Much of this work is motivated by the University's desire to create digital libraries, and it has established a Center for Research in Information Access to research technology and intellectual property questions.

Scholars in fields concerned with antiquity have not made as extensive use of papyri as they might because the documents are hard to locate, examine, and work with. Often fragments are scattered across two or three collections. The electronic catalog will change that situation, Professor Bagnall said, because all the most important materials will be available and connected on a single system.

"APIS will not only transform instruction and research in papyrology, but for the first time will make papyrological records readily accessible to nonspecialists," Professor Bagnall said. "It will serve as a model to other humanistic disciplines, both in its collaborative creation of field-wide standards and in its integration of different types of information resources."

The system will be a comprehensive electronic information system, including images, texts, catalogue records and bibliography, linked by hypertext markers so users can move easily from one type of material to another.
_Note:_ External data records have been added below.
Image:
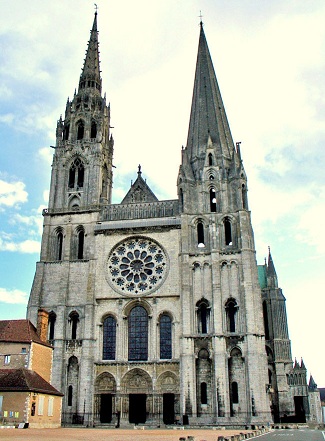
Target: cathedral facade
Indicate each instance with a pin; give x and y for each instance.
(157, 310)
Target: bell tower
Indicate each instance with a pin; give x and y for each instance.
(223, 344)
(82, 162)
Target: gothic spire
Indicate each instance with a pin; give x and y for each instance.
(271, 273)
(90, 76)
(208, 116)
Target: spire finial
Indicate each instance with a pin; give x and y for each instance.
(201, 16)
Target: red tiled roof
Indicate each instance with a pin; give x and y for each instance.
(25, 380)
(19, 331)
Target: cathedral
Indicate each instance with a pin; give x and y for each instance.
(157, 309)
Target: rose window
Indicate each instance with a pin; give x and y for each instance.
(137, 265)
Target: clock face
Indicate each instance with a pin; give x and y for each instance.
(137, 266)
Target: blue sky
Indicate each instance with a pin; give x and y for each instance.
(270, 63)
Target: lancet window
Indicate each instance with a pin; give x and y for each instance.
(76, 174)
(138, 334)
(165, 328)
(109, 338)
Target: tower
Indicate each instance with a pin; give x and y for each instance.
(155, 307)
(223, 347)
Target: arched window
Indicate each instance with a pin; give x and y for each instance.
(59, 245)
(231, 310)
(204, 395)
(76, 174)
(66, 132)
(165, 327)
(181, 197)
(109, 338)
(74, 319)
(80, 243)
(80, 130)
(200, 235)
(228, 233)
(266, 321)
(213, 200)
(70, 395)
(244, 196)
(93, 130)
(138, 334)
(72, 381)
(203, 316)
(52, 319)
(234, 392)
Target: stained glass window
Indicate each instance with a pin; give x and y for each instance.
(109, 338)
(165, 337)
(138, 334)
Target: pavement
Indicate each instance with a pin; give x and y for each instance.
(73, 434)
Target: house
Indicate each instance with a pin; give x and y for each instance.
(26, 393)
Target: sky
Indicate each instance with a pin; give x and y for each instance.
(270, 64)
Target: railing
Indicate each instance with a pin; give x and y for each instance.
(144, 210)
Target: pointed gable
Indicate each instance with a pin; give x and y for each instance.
(19, 380)
(139, 192)
(19, 331)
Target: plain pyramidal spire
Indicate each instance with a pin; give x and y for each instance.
(208, 118)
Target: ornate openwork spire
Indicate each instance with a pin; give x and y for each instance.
(90, 76)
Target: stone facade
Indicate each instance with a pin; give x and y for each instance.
(155, 307)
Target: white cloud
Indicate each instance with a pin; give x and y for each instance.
(7, 118)
(12, 193)
(13, 296)
(46, 154)
(27, 246)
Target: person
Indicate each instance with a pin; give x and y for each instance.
(118, 417)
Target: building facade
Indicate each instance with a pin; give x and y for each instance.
(155, 307)
(27, 397)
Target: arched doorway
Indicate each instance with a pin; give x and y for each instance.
(137, 397)
(105, 390)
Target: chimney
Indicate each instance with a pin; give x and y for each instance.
(42, 324)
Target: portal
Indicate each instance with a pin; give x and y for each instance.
(168, 408)
(105, 408)
(137, 408)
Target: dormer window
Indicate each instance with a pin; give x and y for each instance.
(80, 130)
(76, 174)
(93, 131)
(228, 233)
(213, 200)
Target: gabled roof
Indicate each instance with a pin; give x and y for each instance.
(139, 192)
(19, 331)
(25, 380)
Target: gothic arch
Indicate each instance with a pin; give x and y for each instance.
(136, 302)
(80, 129)
(228, 230)
(167, 382)
(76, 174)
(74, 320)
(74, 202)
(58, 243)
(78, 243)
(203, 316)
(105, 383)
(136, 381)
(231, 308)
(109, 330)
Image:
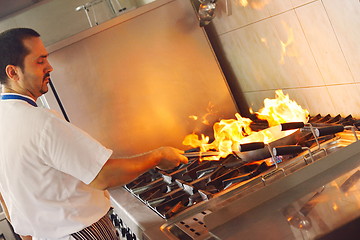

It will create a standard for this type of system worldwide, Professor Bagnall said, pointing out that several European institutions have already sought to join it.

Though there is considerable value in examining ancient materials firsthand, few researchers have time to visit many collections. APIS will use high-quality, digital images, sometimes paired with specialized techniques such as multispectral imaging, in which infrared radiation is used to illuminate different layers of text. The technique, developed at Caltech's Jet Propulsion Laboratory, has been used successfully to read fragments of the Dead Sea Scrolls. Researchers will also be able to manipulate APIS images, not possible with actual objects or photographs.

Papyrus, a thick paper made by beating together slices of reed, was invented in Egypt about 3000 BC or earlier. It was the most important writing material of the ancient world, recording everything from high literature to business transactions and schoolchildren's exercises. Though papyrus was used in ancient Europe, most of what survives is from Syria or Egypt, where a dry climate preserved the vegetative material. Other writing materials that have survived include parchment made from sheep's hide, and ostraca, shards of pottery or flakes of limestone that were scooped up from trash and reused.

The six American institutions acquired large parts of their collections by making purchases from antiquities dealers early in this century; Berkeley's is the only one assembled entirely from Egyptian excavations.

About a tenth of the papyri in all known collections are fragments of literature, either a far more ancient witness to a work known otherwise from medieval manuscripts or a text hitherto lost in antiquity. Modern scholars have recovered from papyri such important lost works as the lyrics of Sappho, the orations of Hyperides, the Constitution of the Athenians by Aristotle and early Christian and Gnostic works that once competed with the New Testament.

But the other nine-tenths of these published texts are private letters, records or documents of every conceivable sort: legal and business papers, government regulations, property records, tax and rent receipts, bank deposits and payments, and farm and crop reports. "The papyri are thus a source of a large part of what we know about many aspects of antiquity, particularly those concerned with economic life, social relations, cultural interactions in a pluralistic society and daily life," Professor Bagnall said. "As such, they provide a unique and valuable window onto antiquity."